L’olio di palma fa male o no?

Negli ultimi anni le importazioni di olio di palma in Italia sono aumentate del  19%. Ma è nocivo per la salute?

Plasmon e Colussi l’hanno già tolto dai biscotti, Mulino Bianco ha lanciato la linea“palma free”. Lo stesso cominciano a fare Misura, Tre Marie, Galbusera, Esselunga e Coop. Intanto, è nata una filiera per l’olio di palma sostenibile (www.oliodipalmasostenibile.it) e alcuni studi scientifici lo riabilitano. Cerchiamo di capirne di più.
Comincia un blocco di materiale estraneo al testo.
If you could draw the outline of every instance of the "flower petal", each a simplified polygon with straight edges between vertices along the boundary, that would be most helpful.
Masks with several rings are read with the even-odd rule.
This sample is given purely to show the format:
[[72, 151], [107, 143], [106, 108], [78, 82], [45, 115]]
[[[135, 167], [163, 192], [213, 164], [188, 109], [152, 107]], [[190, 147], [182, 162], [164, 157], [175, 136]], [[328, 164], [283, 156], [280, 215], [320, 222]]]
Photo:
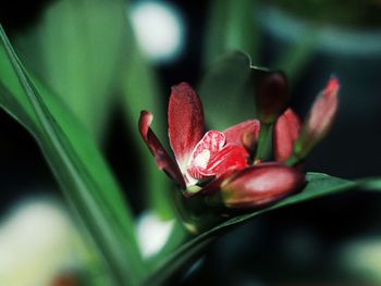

L'OLIO DI PALMA È NOCIVO PER LA SALUTE?
«Non è corretto dire che faccia male. Come per qualsiasi alimento, dipende da quanto se ne assume. Al pari del burro e di altri grassi alimentari, l’olio di palma contiene tanti acidi grassi saturi, circa il 50%»spiega Marco Silano, direttore del reparto Alimentazione, nutrizione e salute dell’Istituto superiore di sanità. «Queste sostanze, se eccessive, aumentano il rischio di malattie cardiovascolari perché abbassano il colesterolo buono nel sangue e aumentano il cattivo. Un processo inverso a quello attuato da grassi polinsaturi e monoinsaturi che costituiscono l’olio extravergine d’oliva».

PERCHÉ È COSÌ USATO?
Con l’olio d’oliva, biscotti e grissini non risultano tanto morbidi, friabili e a lunga scadenza come quelli preparati con olio di palma.Che è anche più economico: ecco perché si trova in tanti alimenti confezionati.

VANNO EVITATI I CIBI CHE LO CONTENGONO?
«I grassi saturi, presenti nell’olio di palma, sono anche in uova, carni, latte e formaggi. Abusare di questi cibi e poi evitare la merendina con olio di palma non ha senso» dice Silano. «Il nostro fabbisogno di queste sostanze è il 10% rispetto al massimo delle calorie giornaliere.Gli adulti oggi ne assumono il 20% in più e i bambini fino al 40%. Il singolo ingrediente non va demonizzato, ma, come tutti quelli ricchi di grassi, usato con moderazione all’interno di una dieta equilibrata e di uno stile di vita sano».

L'OLIO DI PALMA DANNEGGIA L’AMBIENTE?
L’importazione è aumentata del 19% negli ultimianni (dati Coldiretti), suscitando un allarme ambientale: nel solo Sudest asiatico, 250.000 chilometri quadrati di ecosistema sono diventati piantagione di palme.

CON COSA SI PUÒ SOSTITUIRE?
L’industria alimentare sta cercando un’alternativa. «Con cosa è stato rimpiazzato l’olio di palma?» dice Silano. «Con il burro o con l’olio di cocco. Che hanno una composizione simile e per la nostrasalute, quindi, non cambia nulla». Ci sono alimenti, poi, dove quest’olio è necessario, come il latte artificiale per i neonati. «L’acido palmitico, di cui è ricco quello materno, è presente in alte concentrazioni solo nell’olio di palma».